Fue una recepción con todo lujo de detalles, organizada por la mano maestra de Argento, quien había conocido muchos y variados acontecimientos parecidos durante su juventud. Ella se movía entre los invitados como una perfecta anfitriona, luciendo un vaporoso vestido azul medianoche con un collar, pendientes y pulsera de diamantes que Antonio acababa de regalarle. Era la estrella de la noche. De lejos, sus suegros seguían con admiración cada uno de sus movimientos, aunque no podían evitar sentir, inexplicablemente, cierta tristeza.

Paolo ya no salió de su casa. Pocos días después comenzó a sentirse indispuesto. El médico de la familia dictaminó que estaba aquejado de una dolencia cardiaca. A pesar de su grave estado, Paolo se reía del doctor.

—¡Como si él supiera verdaderamente por qué estoy enfermo! Ya son muchos años, hijo mío —le decía a Antonio mientras le apretaba la mano e intentaba sofocar las lágrimas que le caían.
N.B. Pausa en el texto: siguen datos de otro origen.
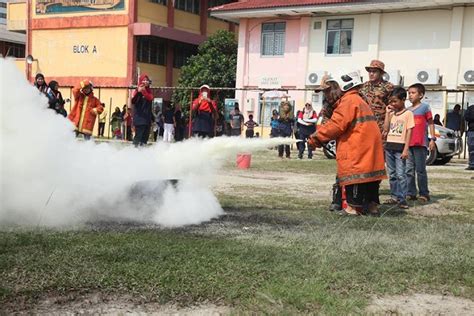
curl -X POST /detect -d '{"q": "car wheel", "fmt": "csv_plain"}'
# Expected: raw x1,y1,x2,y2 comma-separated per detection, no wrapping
426,147,438,166
323,140,336,159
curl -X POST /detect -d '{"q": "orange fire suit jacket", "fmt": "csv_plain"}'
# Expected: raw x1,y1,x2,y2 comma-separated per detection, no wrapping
313,89,387,185
69,87,104,135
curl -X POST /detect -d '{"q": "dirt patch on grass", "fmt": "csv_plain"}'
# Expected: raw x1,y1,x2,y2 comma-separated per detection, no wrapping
408,202,466,217
366,294,474,316
213,169,335,199
0,293,231,316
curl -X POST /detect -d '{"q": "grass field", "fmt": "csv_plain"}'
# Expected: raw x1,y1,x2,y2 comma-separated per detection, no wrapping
0,151,474,315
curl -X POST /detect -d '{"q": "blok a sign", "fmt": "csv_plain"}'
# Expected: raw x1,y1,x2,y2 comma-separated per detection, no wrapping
72,45,97,54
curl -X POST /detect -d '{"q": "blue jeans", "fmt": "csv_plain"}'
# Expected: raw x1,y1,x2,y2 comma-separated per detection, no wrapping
385,149,408,203
467,131,474,168
406,146,430,196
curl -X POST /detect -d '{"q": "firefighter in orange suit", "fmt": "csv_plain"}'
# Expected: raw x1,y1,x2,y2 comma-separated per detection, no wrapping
69,80,104,139
308,71,387,215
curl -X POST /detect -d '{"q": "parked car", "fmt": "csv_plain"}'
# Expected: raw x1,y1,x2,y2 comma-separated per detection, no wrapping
426,125,463,165
323,125,463,165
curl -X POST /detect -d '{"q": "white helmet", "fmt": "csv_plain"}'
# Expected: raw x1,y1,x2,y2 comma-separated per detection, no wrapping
326,70,363,92
199,84,211,91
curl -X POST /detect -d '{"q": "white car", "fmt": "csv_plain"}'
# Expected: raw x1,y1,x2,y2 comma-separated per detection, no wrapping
426,125,463,165
323,125,463,165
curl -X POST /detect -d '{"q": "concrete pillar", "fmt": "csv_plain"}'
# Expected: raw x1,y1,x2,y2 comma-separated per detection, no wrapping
368,13,381,59
235,19,249,107
442,7,464,89
167,1,174,27
293,17,311,107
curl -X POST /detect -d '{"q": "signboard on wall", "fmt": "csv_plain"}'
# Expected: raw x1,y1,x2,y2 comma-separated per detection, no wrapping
35,0,125,14
31,27,128,78
258,76,281,89
224,99,238,122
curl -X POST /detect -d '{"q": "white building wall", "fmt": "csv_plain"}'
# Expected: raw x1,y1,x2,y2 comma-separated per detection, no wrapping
0,0,7,25
459,7,474,84
307,7,474,117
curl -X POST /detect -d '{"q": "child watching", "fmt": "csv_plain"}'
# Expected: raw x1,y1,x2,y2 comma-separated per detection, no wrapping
244,114,258,138
406,83,436,202
384,87,415,209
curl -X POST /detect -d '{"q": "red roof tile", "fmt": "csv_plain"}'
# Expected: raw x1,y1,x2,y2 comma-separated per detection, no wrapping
211,0,360,11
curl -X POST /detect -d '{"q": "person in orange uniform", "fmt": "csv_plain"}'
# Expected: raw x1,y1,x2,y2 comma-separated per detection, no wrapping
308,71,387,215
69,80,104,140
192,85,217,137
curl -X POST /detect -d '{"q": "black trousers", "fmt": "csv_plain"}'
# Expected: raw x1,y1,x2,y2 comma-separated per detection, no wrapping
278,145,290,158
133,125,150,147
346,181,380,207
297,132,313,158
99,122,105,137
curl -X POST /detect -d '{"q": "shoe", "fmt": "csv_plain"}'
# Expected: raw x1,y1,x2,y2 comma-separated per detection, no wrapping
367,202,380,217
398,201,408,210
339,210,360,216
329,203,342,212
383,198,398,205
418,195,431,203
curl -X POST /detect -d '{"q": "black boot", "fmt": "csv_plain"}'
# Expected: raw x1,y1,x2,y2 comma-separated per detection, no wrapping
329,183,342,212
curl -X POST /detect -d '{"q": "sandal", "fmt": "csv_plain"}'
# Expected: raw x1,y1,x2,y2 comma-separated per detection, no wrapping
418,195,430,203
339,209,360,216
383,198,398,205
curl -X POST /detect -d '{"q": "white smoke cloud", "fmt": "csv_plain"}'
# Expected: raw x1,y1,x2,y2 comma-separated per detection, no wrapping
0,58,291,227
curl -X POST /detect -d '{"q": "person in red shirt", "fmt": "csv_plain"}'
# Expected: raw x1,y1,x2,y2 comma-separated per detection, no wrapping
298,103,318,159
192,85,217,137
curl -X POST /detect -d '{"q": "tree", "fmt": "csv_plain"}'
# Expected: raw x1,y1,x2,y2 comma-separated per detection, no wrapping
172,30,237,113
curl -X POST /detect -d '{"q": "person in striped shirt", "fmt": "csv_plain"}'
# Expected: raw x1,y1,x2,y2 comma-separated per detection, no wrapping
244,114,258,138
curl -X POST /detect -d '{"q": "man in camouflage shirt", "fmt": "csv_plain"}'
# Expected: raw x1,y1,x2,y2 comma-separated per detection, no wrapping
359,60,393,134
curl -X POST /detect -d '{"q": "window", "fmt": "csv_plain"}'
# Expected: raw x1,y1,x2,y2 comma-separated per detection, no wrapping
150,0,168,5
326,19,354,55
173,43,197,68
5,43,25,58
174,0,200,14
137,36,166,66
208,0,237,16
261,22,286,56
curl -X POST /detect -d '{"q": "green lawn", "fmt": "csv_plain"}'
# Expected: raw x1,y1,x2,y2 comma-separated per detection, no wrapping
0,151,474,315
Reunidos alrededor de la cama del anciano, todos lloraban en silencio, excepto María, la abuela. Ella solo protestaba:

—¡Parece que queréis enterrar vivo al abuelo! No quiero más lágrimas ni más tristeza. Vuestro abuelo —añadía—, necesita vuestra alegría para recuperarse.

Aun en estas tristes circunstancias, no perdía su compostura y su sangre fría. Pero nadie lograba arrancarla del lado de su marido, el compañero con el que había sufrido y gozado tantos años.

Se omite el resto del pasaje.